Lets perform the grid search now: '''python print(“[INFO] grid searching over the hyperparameters…”) cvFold = RepeatedKFold(n_splits=10, n_repeats=3, random_state=1) gridSearch = GridSearchCV(estimator=model, param_grid=grid, n_jobs=-1, cv=cvFold, scoring=“neg_mean_squared_error”) searchResults = gridSearch.fit(trainX, trainY) print(“[INFO] evaluating…”) bestModel = searchResults.best_estimator print(f”R2: bestModel.score(testX, testY)”) '''
Here is what each of the parameter in gridSearch will does:
- estimator: The model we’re attempting to optimize (i.e., our SVR that will predict the age of the abalone)
- param_grid: The hyperparameter search space
- n_jobs: The number of cores on your processor(s) that will be used to run parallel jobs. A value of -1 implies that all cores/processors will be used, thereby speeding the grid search process.
- scoring: The loss function we’re attempting to optimize; in this case, we are trying to drive down our mean squared error (MSE), implying that the lower the MSE, the better our model is at predicting the age of the abalone
After the grid search runs, we obtain the bestModel found during the search and then compute the determination coefficient, which will tell us how good of a job our model did.
Random search
In random search:
- Define the hyperparameters we want to search over
- Set a lower and upper bound on the values (if it’s a continuous variable) or the possible values the hyperparameter can take on (if it’s a categorical variable) for each hyperparameter
- A random search then randomly samples from these distributions a total of N times, training a model on each set of hyperparameters
- The hyperparameters associated with the highest accuracy model are then returned
While a random search, by definition, is not an exhaustive search like the grid search, the benefit of a random search is that it’s far faster and typically obtains just as high accuracy as a grid search. Lets now initialise our model and define the search pace of hyper parameters to perform the random-search over:
model = SVR()
kernel = ["linear", "rbf", "sigmoid", "poly"]
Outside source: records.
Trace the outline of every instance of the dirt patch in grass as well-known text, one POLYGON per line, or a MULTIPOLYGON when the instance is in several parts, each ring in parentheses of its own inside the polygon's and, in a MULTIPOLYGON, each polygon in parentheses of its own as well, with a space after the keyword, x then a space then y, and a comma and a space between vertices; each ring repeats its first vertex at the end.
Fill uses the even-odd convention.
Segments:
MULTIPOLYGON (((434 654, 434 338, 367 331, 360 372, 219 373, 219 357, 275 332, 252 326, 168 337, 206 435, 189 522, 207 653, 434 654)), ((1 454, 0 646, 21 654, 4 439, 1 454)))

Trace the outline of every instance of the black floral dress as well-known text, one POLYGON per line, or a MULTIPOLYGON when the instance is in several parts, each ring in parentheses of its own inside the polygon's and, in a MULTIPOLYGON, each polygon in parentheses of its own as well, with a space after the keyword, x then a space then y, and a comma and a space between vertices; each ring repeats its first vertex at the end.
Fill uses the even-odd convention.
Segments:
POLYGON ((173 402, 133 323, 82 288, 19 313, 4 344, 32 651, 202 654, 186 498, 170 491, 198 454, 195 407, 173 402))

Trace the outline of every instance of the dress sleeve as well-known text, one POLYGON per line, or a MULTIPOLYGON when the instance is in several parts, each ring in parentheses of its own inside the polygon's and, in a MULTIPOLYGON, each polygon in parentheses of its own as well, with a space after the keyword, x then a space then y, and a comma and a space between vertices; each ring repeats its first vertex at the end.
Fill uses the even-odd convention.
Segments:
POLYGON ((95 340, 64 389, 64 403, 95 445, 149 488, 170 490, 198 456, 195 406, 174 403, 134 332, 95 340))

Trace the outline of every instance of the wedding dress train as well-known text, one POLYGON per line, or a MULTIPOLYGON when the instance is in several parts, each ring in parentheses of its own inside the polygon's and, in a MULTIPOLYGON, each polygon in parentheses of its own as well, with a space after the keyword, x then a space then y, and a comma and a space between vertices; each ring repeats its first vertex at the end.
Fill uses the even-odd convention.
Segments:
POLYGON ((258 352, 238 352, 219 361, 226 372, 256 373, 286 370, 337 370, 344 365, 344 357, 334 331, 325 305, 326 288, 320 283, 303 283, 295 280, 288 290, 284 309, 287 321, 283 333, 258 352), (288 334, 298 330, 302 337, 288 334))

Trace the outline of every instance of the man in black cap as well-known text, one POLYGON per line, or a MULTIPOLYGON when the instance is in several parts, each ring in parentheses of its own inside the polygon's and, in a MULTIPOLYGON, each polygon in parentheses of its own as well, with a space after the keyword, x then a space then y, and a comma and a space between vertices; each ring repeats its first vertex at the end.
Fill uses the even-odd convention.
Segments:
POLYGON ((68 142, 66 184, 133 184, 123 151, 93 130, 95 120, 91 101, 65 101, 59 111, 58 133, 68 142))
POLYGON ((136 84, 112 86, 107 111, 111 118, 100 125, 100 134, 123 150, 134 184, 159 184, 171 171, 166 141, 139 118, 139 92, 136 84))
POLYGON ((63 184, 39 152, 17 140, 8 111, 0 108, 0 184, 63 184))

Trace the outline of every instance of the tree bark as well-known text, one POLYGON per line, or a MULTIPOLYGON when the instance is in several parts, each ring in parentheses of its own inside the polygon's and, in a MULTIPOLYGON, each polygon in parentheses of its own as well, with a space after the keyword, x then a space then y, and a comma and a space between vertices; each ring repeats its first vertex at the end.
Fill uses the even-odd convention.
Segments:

tolerance = loguniform(1e-6, 1e-3)
C = [1, 1.5, 2, 2.5, 3]
grid = dict(kernel=kernel, tol=tolerance, C=C)
Lets initialise cross-validation fold and perform a randomised-search to tune the hyperparameters:
print("[INFO] grid searching over the hyperparameters...")
cvFold = RepeatedKFold(n_splits=10, n_repeats=3, random_state=1)
randomSearch = RandomizedSearchCV(estimator=model, n_jobs=-1,
cv=cvFold, param_distributions=grid,
scoring="neg_mean_squared_error")
searchResults = randomSearch.fit(trainX, trainY)
print("[INFO] evaluating...")
bestModel = searchResults.best_estimator_
print(f"R2: bestModel.score(testX, testY)")
Conclusion
Note that when tuning hyperparameters, there isn’t just one “golden set of values” that will give you the highest accuracy. Instead, it’s a distribution — there are rangesfor each hyperparameter that will obtain the best accuracy. If you land within that range/distribution, you’ll still enjoy the same high accuracy without the requirement of exhaustively tuning your hyperparameters with a grid search. This is why its suggested to use a randomised search instead of a grid search for hyper parameter tuning.